Two men, Rami Elhanan, an Israeli and Bassam Aramin, a Palestinian, have both lost a young daughter to the violence of the conflict between the two Nations.
Rami’s thirteen-year old daughter, Smadar was blown up by a Palestinian suicide bomber while out shopping with her friends, while Bassam’s ten year old daughter, Abir, was shot by an Israeli policeman while out buying candy with her friends near her school. From these two true stories, McCann has created a wonderful, hard-hitting yet tender novel, that seems to respect both traditions, cultures and religions.
The two men join a fellowship for parents of who have lost children to the conflict. They become friends. They share their stories together. They find that they understand each other on the deepest human level. It is as if they choose to become brothers.
Each man rows against the current of public opinion on their side of the fence in order to embrace the truth on the other side of the fence. In this way, instead of remaining small and insignificant cogs in a war machine, they become giants in the creation of peace and understanding.

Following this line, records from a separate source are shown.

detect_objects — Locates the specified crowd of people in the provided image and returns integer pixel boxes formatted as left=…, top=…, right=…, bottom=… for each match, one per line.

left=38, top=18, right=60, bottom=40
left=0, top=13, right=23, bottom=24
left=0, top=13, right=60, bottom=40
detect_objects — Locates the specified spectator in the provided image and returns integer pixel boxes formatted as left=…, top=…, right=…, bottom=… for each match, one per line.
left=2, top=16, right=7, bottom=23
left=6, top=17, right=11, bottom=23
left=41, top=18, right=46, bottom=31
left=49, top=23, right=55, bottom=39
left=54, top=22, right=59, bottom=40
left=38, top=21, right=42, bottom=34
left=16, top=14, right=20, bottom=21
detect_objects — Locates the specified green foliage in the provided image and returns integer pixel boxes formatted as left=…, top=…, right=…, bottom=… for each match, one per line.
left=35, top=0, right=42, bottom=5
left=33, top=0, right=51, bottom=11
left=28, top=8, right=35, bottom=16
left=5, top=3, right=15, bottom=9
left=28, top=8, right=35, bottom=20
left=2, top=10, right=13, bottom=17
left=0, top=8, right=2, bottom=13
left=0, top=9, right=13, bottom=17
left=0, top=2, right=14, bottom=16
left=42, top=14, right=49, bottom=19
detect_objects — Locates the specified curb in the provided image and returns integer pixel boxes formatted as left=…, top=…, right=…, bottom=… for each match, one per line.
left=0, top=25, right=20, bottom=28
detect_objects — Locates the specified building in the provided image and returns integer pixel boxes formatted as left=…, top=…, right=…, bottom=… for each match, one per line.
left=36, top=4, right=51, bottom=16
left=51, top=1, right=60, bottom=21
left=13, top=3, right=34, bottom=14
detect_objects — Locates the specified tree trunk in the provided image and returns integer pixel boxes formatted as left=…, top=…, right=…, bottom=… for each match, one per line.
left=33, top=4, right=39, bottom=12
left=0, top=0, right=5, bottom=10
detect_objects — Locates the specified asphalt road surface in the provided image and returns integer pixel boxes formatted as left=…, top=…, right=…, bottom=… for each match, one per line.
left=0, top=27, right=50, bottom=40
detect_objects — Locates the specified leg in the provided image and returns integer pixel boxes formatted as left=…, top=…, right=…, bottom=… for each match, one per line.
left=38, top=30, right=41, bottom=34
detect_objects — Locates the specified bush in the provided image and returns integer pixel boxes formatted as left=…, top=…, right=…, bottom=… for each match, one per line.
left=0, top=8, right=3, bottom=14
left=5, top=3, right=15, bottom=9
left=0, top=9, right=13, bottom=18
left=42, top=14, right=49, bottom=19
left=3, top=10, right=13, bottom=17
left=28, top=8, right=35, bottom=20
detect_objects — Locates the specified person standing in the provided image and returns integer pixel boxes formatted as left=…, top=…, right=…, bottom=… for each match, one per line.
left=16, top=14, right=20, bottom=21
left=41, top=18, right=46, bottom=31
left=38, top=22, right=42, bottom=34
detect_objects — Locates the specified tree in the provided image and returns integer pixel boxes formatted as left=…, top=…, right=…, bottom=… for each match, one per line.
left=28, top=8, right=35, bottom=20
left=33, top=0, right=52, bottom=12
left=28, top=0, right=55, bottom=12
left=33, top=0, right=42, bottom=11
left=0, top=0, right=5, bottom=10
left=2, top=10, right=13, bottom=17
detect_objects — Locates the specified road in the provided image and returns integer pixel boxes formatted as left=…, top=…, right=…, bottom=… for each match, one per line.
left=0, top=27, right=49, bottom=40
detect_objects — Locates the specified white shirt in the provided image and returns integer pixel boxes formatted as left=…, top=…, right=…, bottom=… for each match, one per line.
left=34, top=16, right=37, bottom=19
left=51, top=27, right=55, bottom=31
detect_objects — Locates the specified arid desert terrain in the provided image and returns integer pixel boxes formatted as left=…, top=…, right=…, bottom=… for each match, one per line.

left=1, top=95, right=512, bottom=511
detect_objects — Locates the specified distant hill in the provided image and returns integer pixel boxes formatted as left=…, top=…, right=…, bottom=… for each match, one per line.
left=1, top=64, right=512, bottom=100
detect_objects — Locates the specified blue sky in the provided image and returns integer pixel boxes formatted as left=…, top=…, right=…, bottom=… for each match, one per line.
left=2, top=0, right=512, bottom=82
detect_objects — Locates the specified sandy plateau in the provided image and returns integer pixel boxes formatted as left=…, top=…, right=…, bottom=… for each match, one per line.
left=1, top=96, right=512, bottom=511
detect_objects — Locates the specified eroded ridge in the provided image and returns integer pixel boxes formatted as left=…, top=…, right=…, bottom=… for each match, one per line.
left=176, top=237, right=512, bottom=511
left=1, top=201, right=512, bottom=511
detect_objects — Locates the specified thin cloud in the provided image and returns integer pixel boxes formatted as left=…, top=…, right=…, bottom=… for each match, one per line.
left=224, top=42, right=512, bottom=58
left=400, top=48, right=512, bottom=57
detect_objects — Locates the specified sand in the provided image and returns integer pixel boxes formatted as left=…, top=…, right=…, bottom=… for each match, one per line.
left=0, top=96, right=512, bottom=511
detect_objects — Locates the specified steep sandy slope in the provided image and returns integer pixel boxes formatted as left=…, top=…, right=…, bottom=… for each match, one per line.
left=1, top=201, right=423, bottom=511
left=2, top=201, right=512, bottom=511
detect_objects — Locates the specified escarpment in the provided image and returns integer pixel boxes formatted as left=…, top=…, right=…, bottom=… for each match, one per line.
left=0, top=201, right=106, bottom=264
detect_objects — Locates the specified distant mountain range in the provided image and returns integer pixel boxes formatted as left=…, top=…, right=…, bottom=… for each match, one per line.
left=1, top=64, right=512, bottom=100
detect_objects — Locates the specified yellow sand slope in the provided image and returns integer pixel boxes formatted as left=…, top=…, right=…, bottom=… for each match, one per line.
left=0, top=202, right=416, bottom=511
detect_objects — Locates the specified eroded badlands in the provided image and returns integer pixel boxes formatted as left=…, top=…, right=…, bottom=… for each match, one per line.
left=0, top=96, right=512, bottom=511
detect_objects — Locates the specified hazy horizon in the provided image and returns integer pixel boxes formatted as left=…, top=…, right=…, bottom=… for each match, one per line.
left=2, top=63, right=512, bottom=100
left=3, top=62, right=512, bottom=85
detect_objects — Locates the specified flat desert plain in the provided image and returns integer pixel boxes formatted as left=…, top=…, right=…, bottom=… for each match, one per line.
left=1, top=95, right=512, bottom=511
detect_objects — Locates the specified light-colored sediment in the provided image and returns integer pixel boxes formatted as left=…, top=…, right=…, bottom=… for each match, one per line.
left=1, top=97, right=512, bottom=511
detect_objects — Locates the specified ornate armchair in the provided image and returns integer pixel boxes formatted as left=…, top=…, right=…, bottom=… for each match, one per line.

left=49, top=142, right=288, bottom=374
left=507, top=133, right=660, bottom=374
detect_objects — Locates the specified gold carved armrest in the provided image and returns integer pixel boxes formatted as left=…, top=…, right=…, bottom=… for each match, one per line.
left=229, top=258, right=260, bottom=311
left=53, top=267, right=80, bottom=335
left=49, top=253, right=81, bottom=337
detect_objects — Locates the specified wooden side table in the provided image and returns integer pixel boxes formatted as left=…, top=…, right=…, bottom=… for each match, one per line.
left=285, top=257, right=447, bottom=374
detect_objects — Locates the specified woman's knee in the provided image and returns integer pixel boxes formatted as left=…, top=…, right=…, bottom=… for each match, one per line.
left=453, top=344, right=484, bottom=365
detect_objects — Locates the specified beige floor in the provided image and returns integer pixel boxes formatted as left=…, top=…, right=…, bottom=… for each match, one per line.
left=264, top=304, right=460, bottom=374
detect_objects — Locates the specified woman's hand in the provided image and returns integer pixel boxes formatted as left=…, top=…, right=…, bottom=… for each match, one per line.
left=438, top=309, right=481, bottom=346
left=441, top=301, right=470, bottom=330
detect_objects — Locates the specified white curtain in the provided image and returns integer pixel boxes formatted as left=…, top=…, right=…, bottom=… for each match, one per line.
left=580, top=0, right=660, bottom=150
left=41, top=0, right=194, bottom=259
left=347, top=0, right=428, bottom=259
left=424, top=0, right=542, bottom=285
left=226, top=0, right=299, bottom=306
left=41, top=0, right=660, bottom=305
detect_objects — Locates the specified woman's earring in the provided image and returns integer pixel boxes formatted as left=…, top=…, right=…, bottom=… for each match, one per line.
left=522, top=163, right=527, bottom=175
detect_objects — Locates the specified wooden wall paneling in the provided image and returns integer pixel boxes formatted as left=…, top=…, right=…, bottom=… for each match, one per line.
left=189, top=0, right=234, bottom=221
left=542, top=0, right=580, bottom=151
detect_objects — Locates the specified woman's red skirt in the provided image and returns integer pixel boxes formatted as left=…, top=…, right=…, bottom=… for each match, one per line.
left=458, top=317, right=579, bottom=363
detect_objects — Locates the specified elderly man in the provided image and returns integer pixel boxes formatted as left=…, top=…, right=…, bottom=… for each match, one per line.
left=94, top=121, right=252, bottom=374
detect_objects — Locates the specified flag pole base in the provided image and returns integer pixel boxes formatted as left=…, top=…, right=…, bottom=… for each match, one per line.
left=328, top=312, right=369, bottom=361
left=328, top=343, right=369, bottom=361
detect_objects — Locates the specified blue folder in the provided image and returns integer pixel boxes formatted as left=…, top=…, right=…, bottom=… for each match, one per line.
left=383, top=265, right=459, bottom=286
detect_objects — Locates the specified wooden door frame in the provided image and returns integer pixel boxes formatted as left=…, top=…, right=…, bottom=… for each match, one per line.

Yet Rami and Bassam are nothing without their wives, Nurit and Salwa. Each woman develops a uniquely intimate understanding of her husband. The solidness of this love encourages each man to become free to reach the best of himself.
The novel places Rami’s and Bassan’s stories in an evolving political and ecological drama. The tragic history of both nations is remembered and the geography of the land is nurtured. In this way, the novel becomes an extraordinary hymn of hope arising from the ashes of the most violent and intractable conflict on the planet. The novel draws the key to the Kingdom in lyrical prose.
If you read one book in 2021, Apeirogon is the book to read. Gabriel Byrne is right. This is Colum McCann’s masterpiece.